Car la vie continue. Heureusement d’ailleurs. Je ne vais tout de même pas suspendre ma vie et attendre d’être à jour de mes écritures pour accomplir quelque chose qui risque d’ouvrir sur l’envie d’un nouveau billet…

Ce serait la perversité même, ce serait écrire à la place du vivre, déjà qu’assez souvent je me dis qu’il y a un peu de cela à l’œuvre en moi.

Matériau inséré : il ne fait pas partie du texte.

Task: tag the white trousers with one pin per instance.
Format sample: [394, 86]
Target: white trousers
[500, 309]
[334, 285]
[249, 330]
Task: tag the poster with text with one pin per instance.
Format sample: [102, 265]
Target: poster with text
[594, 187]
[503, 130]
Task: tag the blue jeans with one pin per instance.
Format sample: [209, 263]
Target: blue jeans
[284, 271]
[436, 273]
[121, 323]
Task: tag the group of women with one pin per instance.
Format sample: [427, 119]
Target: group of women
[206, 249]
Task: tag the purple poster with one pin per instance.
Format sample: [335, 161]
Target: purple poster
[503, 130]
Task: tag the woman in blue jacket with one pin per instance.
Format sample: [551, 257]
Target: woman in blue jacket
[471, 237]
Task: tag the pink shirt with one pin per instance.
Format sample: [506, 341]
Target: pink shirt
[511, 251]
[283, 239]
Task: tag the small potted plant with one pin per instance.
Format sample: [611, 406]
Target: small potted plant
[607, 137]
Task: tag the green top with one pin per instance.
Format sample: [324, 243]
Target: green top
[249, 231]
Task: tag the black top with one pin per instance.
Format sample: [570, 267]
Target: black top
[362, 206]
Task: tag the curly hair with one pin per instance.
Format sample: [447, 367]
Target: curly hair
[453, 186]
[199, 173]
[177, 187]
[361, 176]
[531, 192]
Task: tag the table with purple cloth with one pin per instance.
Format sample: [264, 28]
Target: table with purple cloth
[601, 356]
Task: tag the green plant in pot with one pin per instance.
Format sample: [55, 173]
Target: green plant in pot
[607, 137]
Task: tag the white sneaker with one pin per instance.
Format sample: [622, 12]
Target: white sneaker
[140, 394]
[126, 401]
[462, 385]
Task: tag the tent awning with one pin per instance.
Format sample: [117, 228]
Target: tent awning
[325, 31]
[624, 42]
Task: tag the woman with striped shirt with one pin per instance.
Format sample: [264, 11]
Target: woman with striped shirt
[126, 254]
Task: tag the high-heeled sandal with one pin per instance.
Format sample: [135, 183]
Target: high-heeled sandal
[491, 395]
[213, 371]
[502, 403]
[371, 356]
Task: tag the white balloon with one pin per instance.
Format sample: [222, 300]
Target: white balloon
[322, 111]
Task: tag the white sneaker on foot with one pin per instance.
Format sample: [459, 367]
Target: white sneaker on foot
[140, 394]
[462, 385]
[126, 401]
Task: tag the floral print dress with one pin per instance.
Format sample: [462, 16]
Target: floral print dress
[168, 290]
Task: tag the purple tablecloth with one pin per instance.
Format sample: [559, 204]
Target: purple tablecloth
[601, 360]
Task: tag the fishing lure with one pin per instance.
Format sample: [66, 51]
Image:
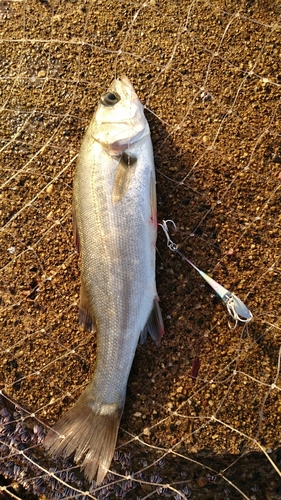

Donc, comme je l’ai souvent dit je me défie de la tentation de l’impossible exhaustivité mais non sans frustration et parfois je me dis que pour attraper ce quotidien qui passe sans passer ma vie à lui courir après, je pourrais ouvrir autre chose, comme un calendrier avec notes lapidaires au jour le jour, comme un contrepoint aux notes écrites et développées, une sorte de mémento pour moi-même, juste pour me souvenir, garder trace aussi minime soit-elle…

Je verrai…

Mais dans l’immédiat et en attendant de me construire peut-être un dispositif de ce type j’ai eu envie de donner un peu pêle-mêle quelques uns de ces mémentos pour ce premier trimestre de la neuvième année du nouveau siècle, qui déjà, déjà, s’est achevé…

Films vus :

« Les Noces rebelles » : Bien, beau produit de qualité Hollywood, acteurs excellents, histoire émouvante ;

« Valse avec Bachir » : Moyen, trop porté peut-être par sa critique enthousiaste, mais moi je n’ai pas vraiment accroché, je reconnais que c’est poignant mais j’ai ressenti un certain ennui face aux modes de narration, aux allées et retour passé/présent que je ne trouve pas si bien maîtrisés que ça ;

« Bellamy » : Bien. Un Chabrol bien supérieur aux derniers opus, plus intérieur, magnifique interprétation, de Depardieu mais pas seulement de lui. Dimension supplémentaire : comment Depardieu a-t-il pu jouer ce rôle, avec ce demi frère chaotique et autodestructeur qui devait tellement lui rappeler son propre fils Guillaume

« Un Barrrage contre le Pacifique » : Bien. Cela dit, juste après, j’ai eu envie de relire le livre de Duras : beaucoup plus fort, plus cohérent et plus explicite aussi ; là dessus aussi j’ai eu envie d’écrire, sur ma perception croisée de l’œuvre filmée et du livre et je ne l’ai pas fait ;

« Picnic » : Bien, passé l’agacement d’une façon de filmer à l’épaule fatigante, sensualité douce, lumière intérieure de la prostituée candide et au grand cœur ;

« Che 1° partie, l’Argentin » : moyen, pas inoubliable, un peu long. Tout de même j’aurais aimé voir dans la foulée le second film pour voir ce qui se construisait du contraste des ambiances ;

« L’étrange histoire de Benjamin Button » : Bien, même excellent notamment au début, là aussi une belle machine hollywoodienne. J’ai lu derrière la nouvelle de Fitzgerald au climat assez différent, plus léger. J’ai repensé surtout à un court récit d’Elsa Triolet lu alors que j’étais encore enfant et qui m’avait fasciné, me donnant pour la première fois il me semble l’idée de l’irrémédiable du temps qui passe. J’ai envie de retrouver ce texte et là vraiment ça mériterait un vrai billet ;

« Espions » : Bien ; divertissement agréable, thriller très bien fichu mais qui dépasse le thriller, richesse psychologique du rapport entre les personnages ;

« Je te mangerais » : Bien, décrit avec conviction et grâce à des actrices formidables ce que peut être une vampirisation amoureuse. Isild le Besco et Judith Davis, excellentes toutes les deux, cette façon de porter avec tout leur corps, ce contraste formidable de leur personnalité, de leur façon d’être au monde.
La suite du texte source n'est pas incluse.